In late February, the Biden Administration announced new asylum policies that seek to disqualify migrants from asylee status if they entered the United States between official ports of entry after failing to seek refugee status in other countries that they may have crossed along the way. This proposed policy change can be detrimental to many asylum seekers from the southern border who have no other choice but to cross a third country to enter the United States.
The proposed policy is inconsistent with asylum law, which only prohibits eligibility if the applicant “firmly resettled” in a third country. While firm resettlement may require a complex legal analysis, typically it requires that the individual receive legal status in a third country that allows them to remain indefinitely and safely.
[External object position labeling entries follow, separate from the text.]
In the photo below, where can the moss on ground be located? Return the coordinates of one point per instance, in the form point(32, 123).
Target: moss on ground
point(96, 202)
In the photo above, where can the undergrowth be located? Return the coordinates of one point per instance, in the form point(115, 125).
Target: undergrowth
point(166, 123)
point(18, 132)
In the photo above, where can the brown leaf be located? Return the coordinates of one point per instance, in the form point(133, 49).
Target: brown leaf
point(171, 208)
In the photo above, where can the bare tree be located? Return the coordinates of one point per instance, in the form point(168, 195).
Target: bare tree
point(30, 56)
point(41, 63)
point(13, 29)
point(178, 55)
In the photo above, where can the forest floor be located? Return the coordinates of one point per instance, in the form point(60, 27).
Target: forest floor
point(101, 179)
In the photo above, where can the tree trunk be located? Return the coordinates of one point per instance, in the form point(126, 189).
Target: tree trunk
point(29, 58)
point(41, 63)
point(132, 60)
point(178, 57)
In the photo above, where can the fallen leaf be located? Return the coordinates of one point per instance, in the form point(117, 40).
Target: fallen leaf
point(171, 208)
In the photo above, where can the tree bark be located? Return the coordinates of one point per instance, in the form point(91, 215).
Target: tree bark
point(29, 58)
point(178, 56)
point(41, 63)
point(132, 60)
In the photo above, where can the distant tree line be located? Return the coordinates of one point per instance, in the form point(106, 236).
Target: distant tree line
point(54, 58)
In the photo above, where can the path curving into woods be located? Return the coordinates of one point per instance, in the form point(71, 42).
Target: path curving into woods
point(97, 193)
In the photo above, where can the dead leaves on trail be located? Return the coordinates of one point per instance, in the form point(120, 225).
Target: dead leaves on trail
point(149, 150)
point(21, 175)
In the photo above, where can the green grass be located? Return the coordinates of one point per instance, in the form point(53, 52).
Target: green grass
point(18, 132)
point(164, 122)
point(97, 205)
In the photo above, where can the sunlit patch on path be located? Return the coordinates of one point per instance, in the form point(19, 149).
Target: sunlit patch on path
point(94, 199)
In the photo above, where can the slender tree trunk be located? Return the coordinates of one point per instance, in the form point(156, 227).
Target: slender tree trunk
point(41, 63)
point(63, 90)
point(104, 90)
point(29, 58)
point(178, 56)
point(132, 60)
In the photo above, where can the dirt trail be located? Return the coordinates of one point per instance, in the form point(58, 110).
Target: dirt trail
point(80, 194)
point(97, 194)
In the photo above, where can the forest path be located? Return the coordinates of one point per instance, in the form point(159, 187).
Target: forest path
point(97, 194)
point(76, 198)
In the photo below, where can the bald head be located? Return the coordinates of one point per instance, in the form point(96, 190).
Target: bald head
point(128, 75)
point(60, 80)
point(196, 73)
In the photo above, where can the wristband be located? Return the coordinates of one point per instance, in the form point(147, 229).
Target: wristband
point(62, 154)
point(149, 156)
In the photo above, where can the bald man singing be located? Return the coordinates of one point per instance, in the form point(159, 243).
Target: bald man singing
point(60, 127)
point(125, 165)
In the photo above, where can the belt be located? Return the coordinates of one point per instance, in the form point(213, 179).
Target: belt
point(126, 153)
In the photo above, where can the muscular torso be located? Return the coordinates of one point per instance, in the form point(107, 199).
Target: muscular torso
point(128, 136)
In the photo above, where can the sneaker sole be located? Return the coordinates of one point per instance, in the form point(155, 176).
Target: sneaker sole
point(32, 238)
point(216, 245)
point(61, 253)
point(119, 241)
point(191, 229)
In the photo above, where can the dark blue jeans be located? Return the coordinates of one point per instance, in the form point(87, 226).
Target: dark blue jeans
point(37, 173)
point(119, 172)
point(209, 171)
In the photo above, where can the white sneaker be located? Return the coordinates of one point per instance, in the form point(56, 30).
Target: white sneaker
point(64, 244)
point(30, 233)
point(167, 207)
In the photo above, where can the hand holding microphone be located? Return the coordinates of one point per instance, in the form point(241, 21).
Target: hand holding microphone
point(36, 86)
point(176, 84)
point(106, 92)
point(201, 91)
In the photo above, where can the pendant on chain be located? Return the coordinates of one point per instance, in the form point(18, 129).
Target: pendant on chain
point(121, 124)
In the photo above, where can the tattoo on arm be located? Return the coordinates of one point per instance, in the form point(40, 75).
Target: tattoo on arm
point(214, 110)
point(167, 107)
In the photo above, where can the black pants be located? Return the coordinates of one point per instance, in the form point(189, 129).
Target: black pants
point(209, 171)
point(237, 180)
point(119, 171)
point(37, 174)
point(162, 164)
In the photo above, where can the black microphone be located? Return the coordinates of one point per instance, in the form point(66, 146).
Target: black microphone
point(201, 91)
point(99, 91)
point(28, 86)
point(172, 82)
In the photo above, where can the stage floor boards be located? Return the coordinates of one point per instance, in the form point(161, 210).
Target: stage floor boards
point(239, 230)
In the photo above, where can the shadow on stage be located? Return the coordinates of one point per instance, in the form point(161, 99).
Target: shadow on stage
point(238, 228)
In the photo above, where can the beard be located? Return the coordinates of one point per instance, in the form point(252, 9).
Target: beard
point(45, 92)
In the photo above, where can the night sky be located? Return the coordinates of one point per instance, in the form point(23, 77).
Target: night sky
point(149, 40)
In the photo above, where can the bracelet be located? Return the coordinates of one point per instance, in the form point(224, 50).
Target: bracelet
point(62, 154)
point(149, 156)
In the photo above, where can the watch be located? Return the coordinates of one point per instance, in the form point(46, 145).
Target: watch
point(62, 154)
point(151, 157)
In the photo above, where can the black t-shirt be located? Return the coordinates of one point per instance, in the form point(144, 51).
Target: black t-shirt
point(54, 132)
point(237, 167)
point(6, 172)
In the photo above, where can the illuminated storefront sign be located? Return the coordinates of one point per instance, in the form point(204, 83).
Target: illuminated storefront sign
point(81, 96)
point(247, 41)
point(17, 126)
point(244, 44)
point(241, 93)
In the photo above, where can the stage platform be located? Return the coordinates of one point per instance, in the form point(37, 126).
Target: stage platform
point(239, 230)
The new policy, however, creates a “rebuttable presumption of asylum ineligibility” for those arriving at the southern border who have not pursued “protection in a country through which they traveled,” unless “they meet exceptions that will be specified.” Many critics of the policy see comparisons to actions taken by the Trump Administration to deter asylum seekers from receiving their due process under the law.
The Biden Administration’s far-reaching transit rule aims to disqualify individuals who crossed a third country on their way to the United States on the assumption that they could have safely resettled in a third country. In essence, the administration’s third-country transit rule assumes that just because an applicant passes through a third country, they can safely resettle there. This is simply not true. Many of the countries that these individuals are crossing cannot offer them the safety that they would receive in the United States.
Rather than creating unlawful changes to asylum eligibility, a more reasoned approach would be to improve procedures in courts and asylum offices to make sure claims can be processes more efficiently but still fairly.